On the last track we discussed the difficulty of treating BPD clients. We examined the reputation of BPD and maintaining optimism and patience. We also covered dealing with abusive BPD clients and Steps for Relating to BPD Clients.
On this track... we will discuss borderline parents. We will explore how BPD affects children and look at “take aways.” The case study on this track involves Faye, the child of a borderline parent. Faye was initially diagnosed as having BPD herself. Later, it became evident that though Faye was exhibiting common BPD behavior, she was not borderline. As you listen to this track, consider ways the information can be applied to your BPD client.
#1 BPD Affects Children
Let's examine how BPD affects children. As you know, BPD behavior can have a direct affect on children during the developmental stages. These affects can then spill into adult life. For example, Faye agreed to continue therapy due to her recent suicide attempt. During therapy, Faye’s descriptions of her mother, Ruth, led me to believe that perhaps her mother was a borderline personality. Unknowingly, Faye described her mother’s splitting or seeing things in terms of black and white.
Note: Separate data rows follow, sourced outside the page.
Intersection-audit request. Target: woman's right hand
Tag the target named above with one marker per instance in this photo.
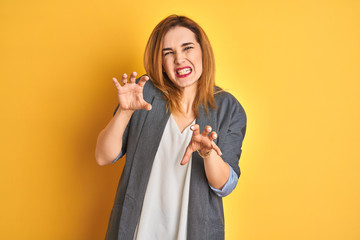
(130, 94)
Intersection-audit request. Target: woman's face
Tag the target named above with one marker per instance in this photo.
(182, 57)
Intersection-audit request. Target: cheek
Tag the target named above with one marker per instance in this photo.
(166, 66)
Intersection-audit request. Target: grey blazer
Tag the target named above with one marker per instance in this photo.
(140, 143)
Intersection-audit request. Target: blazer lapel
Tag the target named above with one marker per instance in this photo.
(199, 189)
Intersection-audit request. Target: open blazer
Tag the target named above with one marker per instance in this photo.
(140, 143)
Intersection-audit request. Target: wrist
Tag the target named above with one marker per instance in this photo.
(204, 154)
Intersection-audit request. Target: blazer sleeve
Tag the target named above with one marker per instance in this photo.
(233, 128)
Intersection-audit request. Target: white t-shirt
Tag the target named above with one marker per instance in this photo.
(165, 207)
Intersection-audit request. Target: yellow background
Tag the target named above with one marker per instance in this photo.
(294, 66)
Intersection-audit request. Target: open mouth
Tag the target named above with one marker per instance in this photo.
(183, 72)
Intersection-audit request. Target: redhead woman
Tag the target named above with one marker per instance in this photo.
(182, 136)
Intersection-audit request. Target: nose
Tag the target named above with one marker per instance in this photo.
(179, 58)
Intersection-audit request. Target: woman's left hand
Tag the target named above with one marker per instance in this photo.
(204, 142)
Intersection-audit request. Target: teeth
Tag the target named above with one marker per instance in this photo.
(184, 71)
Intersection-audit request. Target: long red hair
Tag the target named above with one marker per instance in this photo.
(153, 65)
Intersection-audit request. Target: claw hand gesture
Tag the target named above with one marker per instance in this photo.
(202, 142)
(130, 94)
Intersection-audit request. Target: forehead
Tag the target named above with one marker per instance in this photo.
(177, 36)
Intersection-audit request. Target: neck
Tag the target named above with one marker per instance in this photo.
(188, 97)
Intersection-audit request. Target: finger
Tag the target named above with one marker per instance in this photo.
(216, 148)
(116, 83)
(143, 80)
(133, 77)
(186, 156)
(206, 131)
(213, 135)
(124, 78)
(196, 129)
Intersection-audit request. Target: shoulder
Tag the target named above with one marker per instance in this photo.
(226, 103)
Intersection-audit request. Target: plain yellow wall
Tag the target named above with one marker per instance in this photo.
(294, 66)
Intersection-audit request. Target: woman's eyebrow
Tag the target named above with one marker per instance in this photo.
(182, 45)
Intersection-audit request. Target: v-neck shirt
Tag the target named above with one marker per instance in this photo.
(164, 211)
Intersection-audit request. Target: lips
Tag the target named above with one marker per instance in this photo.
(183, 72)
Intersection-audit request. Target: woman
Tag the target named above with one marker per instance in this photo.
(182, 137)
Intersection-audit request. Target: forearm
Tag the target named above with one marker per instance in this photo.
(217, 170)
(109, 141)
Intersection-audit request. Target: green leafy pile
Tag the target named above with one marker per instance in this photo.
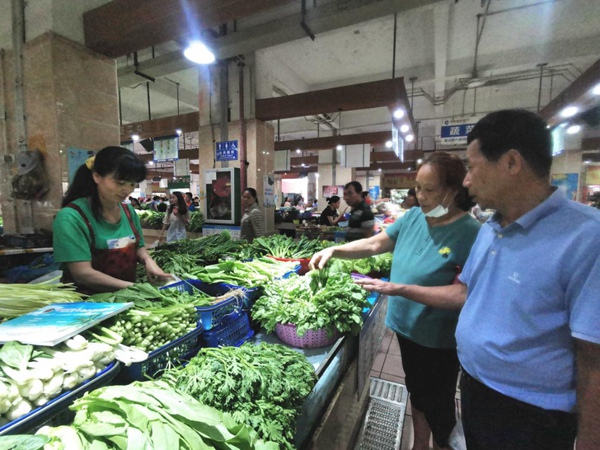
(150, 415)
(316, 301)
(255, 273)
(380, 265)
(282, 246)
(151, 219)
(196, 221)
(262, 386)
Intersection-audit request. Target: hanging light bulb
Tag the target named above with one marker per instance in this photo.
(199, 53)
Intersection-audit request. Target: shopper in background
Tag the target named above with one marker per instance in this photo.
(252, 223)
(362, 221)
(428, 244)
(410, 200)
(330, 215)
(189, 202)
(97, 239)
(528, 335)
(177, 218)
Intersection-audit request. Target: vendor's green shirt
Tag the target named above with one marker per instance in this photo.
(72, 240)
(427, 256)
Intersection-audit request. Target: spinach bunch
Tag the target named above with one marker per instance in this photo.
(315, 301)
(262, 386)
(150, 415)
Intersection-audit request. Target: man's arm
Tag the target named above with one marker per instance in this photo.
(445, 297)
(588, 395)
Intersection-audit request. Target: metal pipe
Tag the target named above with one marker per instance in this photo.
(242, 146)
(394, 46)
(541, 66)
(148, 96)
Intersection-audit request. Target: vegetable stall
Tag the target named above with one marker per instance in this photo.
(240, 352)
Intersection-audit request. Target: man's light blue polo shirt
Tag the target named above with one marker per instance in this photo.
(427, 256)
(532, 287)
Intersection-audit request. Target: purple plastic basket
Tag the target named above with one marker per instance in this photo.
(311, 339)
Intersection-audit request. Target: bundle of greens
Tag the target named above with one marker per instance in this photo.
(255, 273)
(313, 302)
(149, 415)
(147, 329)
(32, 376)
(19, 299)
(144, 295)
(263, 386)
(151, 219)
(380, 265)
(282, 246)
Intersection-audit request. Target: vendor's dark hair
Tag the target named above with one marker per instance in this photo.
(253, 193)
(355, 185)
(181, 206)
(119, 162)
(452, 171)
(518, 129)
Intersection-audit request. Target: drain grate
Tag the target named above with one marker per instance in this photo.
(386, 390)
(382, 426)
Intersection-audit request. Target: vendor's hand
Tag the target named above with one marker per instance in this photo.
(377, 285)
(319, 259)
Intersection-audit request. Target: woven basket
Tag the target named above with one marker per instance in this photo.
(311, 339)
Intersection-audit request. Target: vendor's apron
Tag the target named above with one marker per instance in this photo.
(118, 262)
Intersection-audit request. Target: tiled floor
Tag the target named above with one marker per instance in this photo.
(388, 366)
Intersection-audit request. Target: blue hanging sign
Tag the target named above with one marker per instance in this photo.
(226, 151)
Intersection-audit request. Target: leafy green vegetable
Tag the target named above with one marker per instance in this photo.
(315, 301)
(23, 442)
(152, 415)
(263, 386)
(16, 355)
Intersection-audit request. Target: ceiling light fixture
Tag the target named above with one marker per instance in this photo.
(569, 111)
(199, 53)
(399, 113)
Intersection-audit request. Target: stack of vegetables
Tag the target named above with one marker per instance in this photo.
(149, 415)
(319, 300)
(263, 386)
(31, 376)
(157, 318)
(281, 246)
(184, 256)
(19, 299)
(256, 273)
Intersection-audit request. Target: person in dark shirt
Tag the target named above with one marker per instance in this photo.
(330, 215)
(362, 221)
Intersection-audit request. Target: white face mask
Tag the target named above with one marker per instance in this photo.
(439, 210)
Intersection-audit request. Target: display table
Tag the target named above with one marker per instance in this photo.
(332, 413)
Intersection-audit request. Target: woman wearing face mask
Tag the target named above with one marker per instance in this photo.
(177, 218)
(429, 244)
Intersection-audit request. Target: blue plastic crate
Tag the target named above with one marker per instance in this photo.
(233, 333)
(56, 412)
(211, 316)
(179, 350)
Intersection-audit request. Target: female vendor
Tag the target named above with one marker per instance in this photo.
(97, 238)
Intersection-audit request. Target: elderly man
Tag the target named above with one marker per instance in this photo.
(528, 335)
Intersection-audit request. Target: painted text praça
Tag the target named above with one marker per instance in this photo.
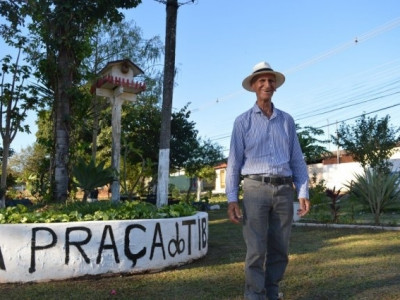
(159, 245)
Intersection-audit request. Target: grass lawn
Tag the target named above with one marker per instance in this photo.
(324, 264)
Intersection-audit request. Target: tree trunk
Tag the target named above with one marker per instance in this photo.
(198, 188)
(62, 124)
(168, 86)
(3, 186)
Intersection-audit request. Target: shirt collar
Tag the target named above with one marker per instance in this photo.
(257, 110)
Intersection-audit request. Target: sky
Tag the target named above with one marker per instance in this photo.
(340, 58)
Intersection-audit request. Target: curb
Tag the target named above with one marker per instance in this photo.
(388, 228)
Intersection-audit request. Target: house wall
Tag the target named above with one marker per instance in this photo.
(335, 175)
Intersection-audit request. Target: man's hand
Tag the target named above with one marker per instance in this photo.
(304, 207)
(234, 213)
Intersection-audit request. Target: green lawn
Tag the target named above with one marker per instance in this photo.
(324, 264)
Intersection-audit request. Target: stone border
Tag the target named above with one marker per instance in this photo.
(55, 251)
(391, 228)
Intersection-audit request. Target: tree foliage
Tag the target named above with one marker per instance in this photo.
(17, 95)
(370, 141)
(61, 32)
(312, 147)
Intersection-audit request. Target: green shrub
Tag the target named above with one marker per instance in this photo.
(376, 189)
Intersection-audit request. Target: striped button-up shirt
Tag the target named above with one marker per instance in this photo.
(265, 146)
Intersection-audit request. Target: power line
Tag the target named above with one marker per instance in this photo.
(352, 118)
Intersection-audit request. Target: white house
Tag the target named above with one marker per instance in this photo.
(336, 171)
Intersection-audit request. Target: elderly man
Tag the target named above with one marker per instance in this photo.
(265, 151)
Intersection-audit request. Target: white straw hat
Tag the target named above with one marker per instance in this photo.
(262, 68)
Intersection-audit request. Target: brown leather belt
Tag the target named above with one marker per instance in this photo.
(271, 180)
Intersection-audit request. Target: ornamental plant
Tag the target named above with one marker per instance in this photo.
(89, 176)
(376, 189)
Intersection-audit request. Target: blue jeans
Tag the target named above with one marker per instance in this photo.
(267, 224)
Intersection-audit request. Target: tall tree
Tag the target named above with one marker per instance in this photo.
(119, 41)
(370, 141)
(168, 87)
(201, 163)
(62, 30)
(17, 96)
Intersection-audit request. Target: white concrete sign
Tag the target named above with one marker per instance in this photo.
(54, 251)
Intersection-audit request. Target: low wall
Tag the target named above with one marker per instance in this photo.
(55, 251)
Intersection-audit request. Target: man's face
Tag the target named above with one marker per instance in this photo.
(264, 86)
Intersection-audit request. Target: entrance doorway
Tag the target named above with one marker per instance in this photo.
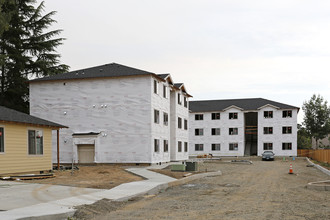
(86, 153)
(251, 133)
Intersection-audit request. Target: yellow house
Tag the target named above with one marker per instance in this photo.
(25, 142)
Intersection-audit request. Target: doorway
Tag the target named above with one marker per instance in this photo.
(86, 153)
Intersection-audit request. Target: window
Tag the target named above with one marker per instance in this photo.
(35, 142)
(185, 124)
(179, 122)
(268, 146)
(156, 116)
(198, 117)
(165, 118)
(164, 91)
(199, 147)
(216, 116)
(155, 87)
(268, 130)
(286, 130)
(165, 145)
(179, 146)
(233, 115)
(215, 147)
(185, 102)
(156, 145)
(287, 114)
(185, 146)
(268, 114)
(215, 131)
(199, 132)
(2, 141)
(233, 131)
(286, 146)
(233, 146)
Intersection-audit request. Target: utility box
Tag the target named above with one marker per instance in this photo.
(178, 167)
(191, 166)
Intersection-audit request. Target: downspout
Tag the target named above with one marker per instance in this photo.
(58, 149)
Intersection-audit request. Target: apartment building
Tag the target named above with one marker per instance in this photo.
(242, 127)
(115, 114)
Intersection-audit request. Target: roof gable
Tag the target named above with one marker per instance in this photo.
(107, 70)
(10, 115)
(244, 104)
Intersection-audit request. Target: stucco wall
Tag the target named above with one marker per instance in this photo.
(224, 138)
(179, 134)
(118, 108)
(160, 131)
(277, 138)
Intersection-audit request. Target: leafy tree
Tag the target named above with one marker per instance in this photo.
(317, 117)
(304, 139)
(27, 50)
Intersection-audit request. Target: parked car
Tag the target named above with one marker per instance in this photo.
(268, 155)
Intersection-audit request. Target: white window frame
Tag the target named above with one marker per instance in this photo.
(156, 116)
(287, 114)
(234, 146)
(36, 151)
(216, 147)
(287, 130)
(233, 115)
(199, 147)
(179, 123)
(156, 145)
(234, 131)
(165, 118)
(268, 130)
(155, 86)
(165, 145)
(289, 144)
(199, 132)
(179, 146)
(2, 139)
(164, 91)
(199, 117)
(268, 146)
(216, 131)
(215, 116)
(268, 114)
Faye stated, “I could never do anything right for my mother. It was like I was the black sheep of the family. That’s why I left home so early. My mother still bad mouths me at every opportunity to anyone who will listen. And she refuses to see her granddaughter. But my brother, Harold, man! He’s a different story! He used to fight with my mother when he was a teen. Both his wives have left him! He is a damned drunk who can’t even hold down a job! But mom adores him. Harold is the perfect son as far as mom is concerned. If he forgets her birthday, she says ‘Oh, well Harold’s just too busy.’ Every time he loses a job, mom bitches about the poor management skills of his boss!”
Other information Faye gave also indicated her mother’s impulsive sexual behavior, suicide threats, and frequent mood swings. Clearly, her mother’s possible BPD behavior affected Faye. Think of your Faye. How does your client’s borderline parent affect him or her?
#2 Take Aways
In addition to learned BPD behavior and how BPD affects children, the third topic we will look at is take aways.
--1. Faye experienced take aways from her mother Ruth. Faye’s take aways were behaviors and perceptions that resulted from being raised by a borderline personality. For example, Faye developed her own splitting into black and white perceptions. She stated, “Now I see my mother just like she sees me. I see her as a worthless piece of crap. I can’t even remember seeing any good in her at all. And a few weeks ago, I noticed myself doing the same thing to my kids, treating one like gold and the other like dirt.”
--2. Another “take away” that Faye had was a fluid perception of herself. By fluid perception I mean Faye frequently changed her thoughts and opinions.
--3. Faye’s third “take away” was a belief that she had no influence over her own actions. As you may guess, the “take away” of believing she had no influence over her own actions led to risky and seemingly impulsive behavior. For example, Faye had been arrested for drunk driving three times.
Clearly, children learn from their parents. Consider your BPD client. How much of his or her behavior was learned from their possibly borderline personality parent or parents?
If your BPD client possibly has a borderline parent, the following Revealing the Truth technique may prove beneficial.
Technique: Revealing the Truth
To help Faye understand how her mother’s borderline personality affected her and gain acceptance, I asked her to try the Revealing the Truth technique. Faye chose to write a letter to her mother telling her how she truly felt. Two other exercises that can be used in the Revealing the Truth technique are writing a false eulogy for the borderline parent and writing a false eulogy for an ideal parent. Faye understood that she would never actually send the letter, but rather, would use the letter as a tool to differentiate her own emotions.
In Faye’s letter, she explained the reasons for how she felt and indicated some feelings of grief. Some of Faye’s points included emotional experiences, needs and wants, positive interactions, acknowledgement of Ruth’s limitations, and realistic expectations for the future of their relationship. In a later session, Faye stated, “I haven’t really accepted my mother’s behavior or disorder yet, but at least I know that I need to accept it to move past it.”
Clearly, Faye had begun to accept Ruth’s borderline personality and how it affected her as an adult child of a borderline parent. Can you relate Faye’s experiences to a BPD client you are treating?
On this track... we have discussed borderline parents. We explored how BPD affects children and take aways.
What are two topics discussed concerning borderline parents?